Expression of GFP-LC3 in brains of GFP-LC3/CD−/− mice. A: Molecular forms of GFP-LC3 in brains of GFP-LC3/CD+/+ and GFP-LC3/CD−/− mice at P20. GFP-LC3-I is a major form in both GFP-LC3/CD+/+ and GFP-LC3/CD−/− brains, whereas GFP-LC3-II appears faintly in GFP-LC3/CD+/+ brains and distinctly in GFP-LC3/CD−/− brains when immunostained with either anti-GFP or anti-LC3. Moreover, the quantitative relationship of LC3-II to LC3-I in brains of CD+/+ and CD−/− mice does not differ depending on GFP-LC3 expression. B–E: Immunohistochemical images of GFP-LC3 and LC3 (B and C), or GFP-LC3 (D and E) in cerebellar Purkinje cells of GFP-LC3/CD+/+ (B and D) and GFP-LC3/CD−/− (C and E) mice at P20. Immunoreactivity for LC3-GFP and LC3, that was immunoreacted with anti-LC3, is more distinct and intense in dendrites and bodies of Purkinje cells than that for GFP-LC3 that was immunostained with anti-GFP. Diffuse or fibrillary staining for GFP-LC3 and LC3, or GFP-LC3 is clear in dendrites and bodies of Purkinje cells from a GFP-LC3/CD+/+ mouse, whereas granular staining for them (spheroids, arrows) is observed not only in Purkinje cell bodies but also in their dendrites from a GFP-LC3/CD−/− mouse.

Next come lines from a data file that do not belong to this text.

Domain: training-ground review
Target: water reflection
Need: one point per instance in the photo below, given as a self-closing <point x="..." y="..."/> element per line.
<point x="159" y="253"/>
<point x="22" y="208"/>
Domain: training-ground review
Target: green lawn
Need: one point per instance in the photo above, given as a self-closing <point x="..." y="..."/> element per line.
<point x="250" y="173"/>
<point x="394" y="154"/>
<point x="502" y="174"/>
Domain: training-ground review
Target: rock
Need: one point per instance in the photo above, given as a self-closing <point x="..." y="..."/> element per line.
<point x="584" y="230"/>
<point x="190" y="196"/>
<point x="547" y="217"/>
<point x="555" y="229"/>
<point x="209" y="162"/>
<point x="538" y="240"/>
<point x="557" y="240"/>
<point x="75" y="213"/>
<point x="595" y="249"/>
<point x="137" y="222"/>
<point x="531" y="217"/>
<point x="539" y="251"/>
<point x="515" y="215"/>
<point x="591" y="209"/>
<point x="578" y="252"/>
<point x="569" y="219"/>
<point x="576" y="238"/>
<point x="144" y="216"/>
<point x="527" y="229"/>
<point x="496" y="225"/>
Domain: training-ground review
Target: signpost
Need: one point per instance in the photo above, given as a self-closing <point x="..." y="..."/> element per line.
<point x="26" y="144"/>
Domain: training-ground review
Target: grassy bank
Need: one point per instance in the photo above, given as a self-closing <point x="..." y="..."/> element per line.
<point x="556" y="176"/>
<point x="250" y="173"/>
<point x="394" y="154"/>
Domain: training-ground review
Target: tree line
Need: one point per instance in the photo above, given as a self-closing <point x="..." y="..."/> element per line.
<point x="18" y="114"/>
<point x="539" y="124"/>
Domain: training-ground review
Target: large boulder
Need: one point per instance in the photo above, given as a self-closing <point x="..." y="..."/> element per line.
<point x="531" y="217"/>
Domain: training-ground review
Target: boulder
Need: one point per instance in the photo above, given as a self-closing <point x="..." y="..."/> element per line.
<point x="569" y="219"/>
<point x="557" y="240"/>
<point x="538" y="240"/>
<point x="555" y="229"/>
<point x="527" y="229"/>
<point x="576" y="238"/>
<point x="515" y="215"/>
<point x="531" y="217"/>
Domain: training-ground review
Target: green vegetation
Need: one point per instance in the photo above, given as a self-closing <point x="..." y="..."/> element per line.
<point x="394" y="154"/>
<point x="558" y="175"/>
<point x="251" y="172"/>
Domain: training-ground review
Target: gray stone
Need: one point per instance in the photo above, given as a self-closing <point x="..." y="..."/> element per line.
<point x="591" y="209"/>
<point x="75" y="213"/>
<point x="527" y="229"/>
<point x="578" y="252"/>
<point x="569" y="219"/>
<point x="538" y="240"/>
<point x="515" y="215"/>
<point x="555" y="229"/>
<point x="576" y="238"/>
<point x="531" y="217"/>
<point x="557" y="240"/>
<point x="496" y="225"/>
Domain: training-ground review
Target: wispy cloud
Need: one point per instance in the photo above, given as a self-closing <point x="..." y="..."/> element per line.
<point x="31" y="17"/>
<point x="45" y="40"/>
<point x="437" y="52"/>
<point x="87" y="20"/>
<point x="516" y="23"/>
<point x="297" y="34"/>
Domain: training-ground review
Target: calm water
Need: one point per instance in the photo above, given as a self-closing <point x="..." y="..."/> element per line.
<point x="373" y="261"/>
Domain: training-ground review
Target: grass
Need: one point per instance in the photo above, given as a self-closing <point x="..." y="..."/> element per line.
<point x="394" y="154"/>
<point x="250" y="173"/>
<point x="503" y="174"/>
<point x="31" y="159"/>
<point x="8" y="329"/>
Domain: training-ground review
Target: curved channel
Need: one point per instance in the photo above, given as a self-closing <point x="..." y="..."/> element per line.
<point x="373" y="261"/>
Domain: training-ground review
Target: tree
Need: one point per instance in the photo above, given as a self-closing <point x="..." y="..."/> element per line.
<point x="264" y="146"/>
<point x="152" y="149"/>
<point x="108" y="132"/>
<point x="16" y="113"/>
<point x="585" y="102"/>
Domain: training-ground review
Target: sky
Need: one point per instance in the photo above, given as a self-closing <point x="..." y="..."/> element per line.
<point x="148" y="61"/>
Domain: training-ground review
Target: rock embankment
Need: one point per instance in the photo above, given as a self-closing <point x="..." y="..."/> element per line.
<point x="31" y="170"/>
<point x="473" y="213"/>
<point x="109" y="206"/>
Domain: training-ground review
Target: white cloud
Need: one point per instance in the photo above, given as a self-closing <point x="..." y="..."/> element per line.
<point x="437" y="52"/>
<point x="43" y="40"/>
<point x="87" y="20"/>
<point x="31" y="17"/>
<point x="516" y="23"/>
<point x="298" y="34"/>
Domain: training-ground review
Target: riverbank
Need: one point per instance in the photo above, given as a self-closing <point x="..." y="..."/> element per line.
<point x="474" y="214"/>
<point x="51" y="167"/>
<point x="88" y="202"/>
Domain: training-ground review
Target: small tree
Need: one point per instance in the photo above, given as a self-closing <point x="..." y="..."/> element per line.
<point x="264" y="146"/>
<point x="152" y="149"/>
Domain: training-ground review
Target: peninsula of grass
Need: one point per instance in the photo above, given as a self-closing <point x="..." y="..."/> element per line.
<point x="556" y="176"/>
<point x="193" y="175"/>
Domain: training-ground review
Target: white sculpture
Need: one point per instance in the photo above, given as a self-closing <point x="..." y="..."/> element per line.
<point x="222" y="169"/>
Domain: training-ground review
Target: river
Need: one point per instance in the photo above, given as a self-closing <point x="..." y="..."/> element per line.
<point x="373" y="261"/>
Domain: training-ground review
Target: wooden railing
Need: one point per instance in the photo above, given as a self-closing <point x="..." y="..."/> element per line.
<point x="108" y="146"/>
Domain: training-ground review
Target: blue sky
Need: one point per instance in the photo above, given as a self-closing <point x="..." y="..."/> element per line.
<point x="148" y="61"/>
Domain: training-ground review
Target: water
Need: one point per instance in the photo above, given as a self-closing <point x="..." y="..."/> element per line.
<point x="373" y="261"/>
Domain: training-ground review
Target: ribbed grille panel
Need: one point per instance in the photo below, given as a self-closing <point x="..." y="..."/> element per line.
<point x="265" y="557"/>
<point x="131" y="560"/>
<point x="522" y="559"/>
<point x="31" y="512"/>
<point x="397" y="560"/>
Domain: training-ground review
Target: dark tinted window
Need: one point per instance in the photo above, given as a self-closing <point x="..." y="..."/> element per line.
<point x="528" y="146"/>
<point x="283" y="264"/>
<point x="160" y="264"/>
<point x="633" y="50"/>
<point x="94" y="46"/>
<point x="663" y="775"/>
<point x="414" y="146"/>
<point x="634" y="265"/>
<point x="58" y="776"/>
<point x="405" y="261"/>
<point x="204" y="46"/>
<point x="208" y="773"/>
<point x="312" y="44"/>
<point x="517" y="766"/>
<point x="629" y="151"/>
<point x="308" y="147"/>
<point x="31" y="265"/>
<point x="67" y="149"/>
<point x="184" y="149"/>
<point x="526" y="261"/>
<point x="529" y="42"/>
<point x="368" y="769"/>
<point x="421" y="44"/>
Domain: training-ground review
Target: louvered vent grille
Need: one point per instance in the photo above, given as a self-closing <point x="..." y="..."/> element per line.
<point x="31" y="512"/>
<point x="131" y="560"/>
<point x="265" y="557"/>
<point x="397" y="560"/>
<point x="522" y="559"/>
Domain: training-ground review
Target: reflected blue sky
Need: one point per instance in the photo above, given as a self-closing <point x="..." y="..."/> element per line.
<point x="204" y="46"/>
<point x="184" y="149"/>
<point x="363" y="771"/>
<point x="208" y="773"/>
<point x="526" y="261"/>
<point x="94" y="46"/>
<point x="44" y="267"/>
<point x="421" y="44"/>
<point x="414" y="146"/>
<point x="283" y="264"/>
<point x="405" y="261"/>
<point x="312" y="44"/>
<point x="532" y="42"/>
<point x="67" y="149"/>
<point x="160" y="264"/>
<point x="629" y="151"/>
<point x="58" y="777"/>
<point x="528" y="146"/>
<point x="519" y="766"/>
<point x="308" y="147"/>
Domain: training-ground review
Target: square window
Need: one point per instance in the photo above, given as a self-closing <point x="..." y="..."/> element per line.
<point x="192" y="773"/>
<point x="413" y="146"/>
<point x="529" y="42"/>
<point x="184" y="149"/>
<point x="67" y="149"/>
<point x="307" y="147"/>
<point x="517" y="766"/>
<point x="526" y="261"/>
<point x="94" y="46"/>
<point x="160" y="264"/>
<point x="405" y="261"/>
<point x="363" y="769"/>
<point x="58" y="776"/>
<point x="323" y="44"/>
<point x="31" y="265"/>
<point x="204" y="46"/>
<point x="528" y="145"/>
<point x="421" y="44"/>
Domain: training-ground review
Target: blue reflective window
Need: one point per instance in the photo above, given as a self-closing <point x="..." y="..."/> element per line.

F–H: Double-fluorescence images of lamp1 (red color, F) and GFP-LC3 (green, G) in cerebral cortical neurons of GFP-LC3/CD−/− brains at P20. Lamp1 immunoreactivity is often localized in GFP-LC3-positive granules, but a considerable number of GFP-LC3-positive granules are distinct from lamp1 immunoreactivity (H). Scale bars: 50 μm (A–E); 10 μm (F–H).